Now available for download on your smartphone: an official Chattanooga Police Department application.

The app is the latest in a series of technological additions made to the department's services over the last several years, and department leaders hope it will improve transparency and accessibility.

"We recognize people communicate through different means; and we are now offering a new way for the people we serve to reach us, their police department," police Chief David Roddy said at a news conference Friday morning.

Anyone with a smartphone can download the free mobile app from either the Android marketplace or the Apple app store to gain access to a suite of resources Roddy said can help both the public and the police department solve everything from noise complaints to homicides.

"Some of the app's features include neighborhood crime tracking, real-time emergency notification and access to [Chattanooga Police] social media feeds," he said. "The best feature on the app, though, is that users can help the police solve and even prevent crime in their neighborhoods by sending tips to [police] through the app."

"Essentially, app users are extra eyes on the streets for their police department."

Tipsters now can relay whatever information they believe is relevant to their complaint, including photos, and do so anonymously. Lt. John Chambers, the officer in charge of data, analytics and technology at the Chattanooga Police Department, said tips will be curated and communicated to departments that can handle each issue most effectively.

"When a citizen submits a tip, currently the way it is set up, members of our intelligence unit will receive those tips. They'll vet those tips to decide who needs that information," he said. "It may go to a member of our investigative teams, or it could go to zone commanders just based on the nature of the tip."

Analysts also will be able to communicate directly with tipsters in real time to get more information or talk through the complaint with residents, a first for the department.
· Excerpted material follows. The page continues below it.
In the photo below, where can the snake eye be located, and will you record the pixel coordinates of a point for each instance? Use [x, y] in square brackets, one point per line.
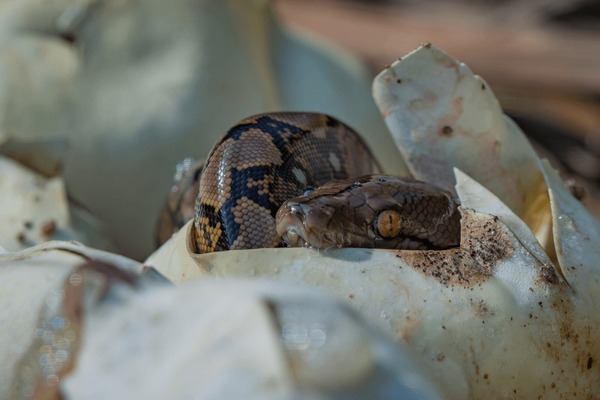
[387, 224]
[308, 190]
"We're very excited about the launch of this mobile app because it allows us a never-before-possessed capability to communicate two-way and in real time with our citizens," Chambers said. "This gives us the ability to have an open dialogue with community members regardless of what the circumstances [are] or what the tip is."

Chambers also said the software, developed in partnership with Mobile-PD, will be improved and built upon every few months. The first such addition will come in a few weeks when neighborhood crime mapping will be added, allowing residents to see what service calls police officers have made recently in their area, he said.

However, Roddy cautioned the public to remember that the app is no replacement for calling 911. He said it's a useful platform for residents looking to address long-standing issues or provide useful information to police, but people should still call in emergency situations.

"If you have a direct emergency, if you feel that your safety is being compromised, if you have a fear, if you feel that you are in danger, call 911," he said. "That is the most direct way to get your police officers to respond to help you."

"The app is a way to get other information to us so that we can address those other concerns outside of an emergency situation."